L’appello

Testamento biologico, l’allievo di don Milani: “La Sla è atroce, subito la legge sul fine vita”

La lettera dello storico sindacalista Cisl ed ex capo della Provincia di Firenze: "Non si tratta di favorire l'eutanasia, ma solo di lasciare libero l’interessato, lucido cosciente e consapevole, di essere giunto alla tappa finale, di scegliere di non essere inutilmente torturato"

2 Novembre 2017

“Sono a pregarvi di calarvi in simili drammi e contribuire ad alleviarli con l’accelerazione della legge sul testamento biologico. Scrive così Michele Gesualdi che da tre anni combatte la sua battaglia contro la sla, la sclerosi laterale amiotrofica. Una lettera scritta da un uomo “trasformato in uno scheletro rigido come fosse immerso in una colata di cemento”.

Parole che pesano, ancor di più se arrivano da una persona come Gesualdi, che in Toscana, ma non solo, ha segnato la vita politica e civile degli ultimi decenni: storico sindacalista Cisl, due volte presidente della Provincia di Firenze. Ma Gesualdi è soprattutto uno dei primi studenti di don Lorenzo Milani che tanto lo amava. Le foto in bianco e nero di oltre mezzo secolo fa li ritraggono insieme nella scuola di Barbiana. Le sue parole sono contenute in una lettera che, dopo mesi di dubbi, Gesualdi ha voluto inviare ai presidenti di Camera e Senato, Laura Boldrini e Pietro Grasso: “Non si tratta di favorire l’eutanasia, ma solo di lasciare libero l’interessato, lucido cosciente e consapevole, di essere giunto alla tappa finale, di scegliere di non essere inutilmente torturato e di levare dall’angoscia i suoi familiari, che non desiderano sia tradita la volontà del loro caro”, scrive ancora Gesualdi.

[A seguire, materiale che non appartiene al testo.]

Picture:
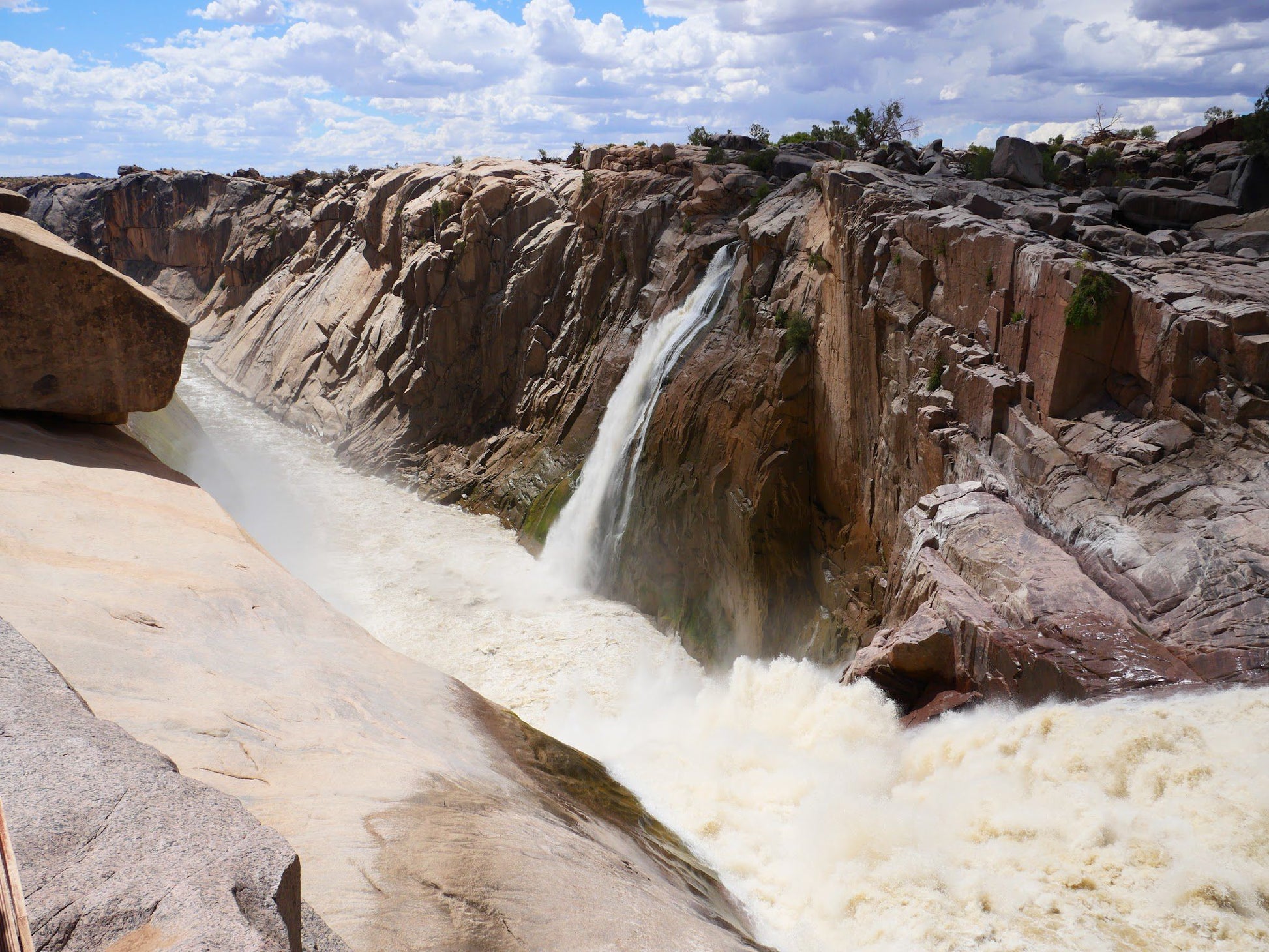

Una lettera da cui traspare il travaglio di un uomo costretto a vivere in un corpo malato, ma con una coscienza sempre vivissima: “La rapida approvazione della legge sarebbe un atto di rispetto e di civiltà che non impone ma aiuta e non lascia sole tante persone e le loro famiglie. Per i malati di Sla la morte è certa, e può essere atroce se giunge per soffocamento”. Gesualdi affronta la questione da uomo che soffre, ma anche da cattolico fervente: “C’è chi sostiene che rifiutare interventi invasivi sia una offesa a Dio che ci ha donato la vita. La vita è sicuramente il più prezioso dono che Dio ci ha fatto e deve essere sempre ben vissuta e mai sprecata. Però accettare il martirio del corpo della persona malata, quando non c’è nessuna speranza né di guarigione né di miglioramento, può essere percepita come una sfida a Dio. Lui ti chiama con segnali chiarissimi e rispondiamo sfidandolo, come se si fosse più bravi di lui, martoriando il corpo della creatura che sta chiamando, pur sapendo che è un martirio senza sbocchi”. Un messaggio pubblico e insieme intimo: “Personalmente vivo questi interventi come se fosse un’inutile tortura del condannato a morte prima dell’esecuzione”.

La lettera di Gesualdi, a dieci mesi dalla morte in una clinica svizzera del dj Fabo, costringe la politica a non dimenticare la legge sul testamento biologico che rischia di naufragare con la fine della legislatura. E giunge, appunto, da una figura tanto amata e apprezzata nel mondo cattolico: “Il mio babbo – ha detto la figlia Sandra al Corriere Fiorentino – è un cattolico. Aveva scritto la lettera da mesi, ma non l’aveva spedita per paura di suscitare compassione e soprattutto per il timore di venire strumentalizzato. Per lui volontà e dignità della persona devono essere al centro di tutto. Ma la sua lettera non è un’apertura all’eutanasia”. Racconta la famiglia che Michele Gesualdi, tra mille sofferenze, era riuscito a completare la lettera a marzo. Il 20 giugno scorso l’allievo di don Milani aveva chiesto di andare ancora una volta a Barbiana in occasione della visita del Papa. Così Gesualdi e Bergoglio si erano incontrati nella cucina accanto alla scuola di don Lorenzo. Gesti per esprimere una sofferenza divenuta insostenibile e la comprensione di Francesco. Le parole erano quasi impossibili, ma per capirsi non ne hanno avuto bisogno.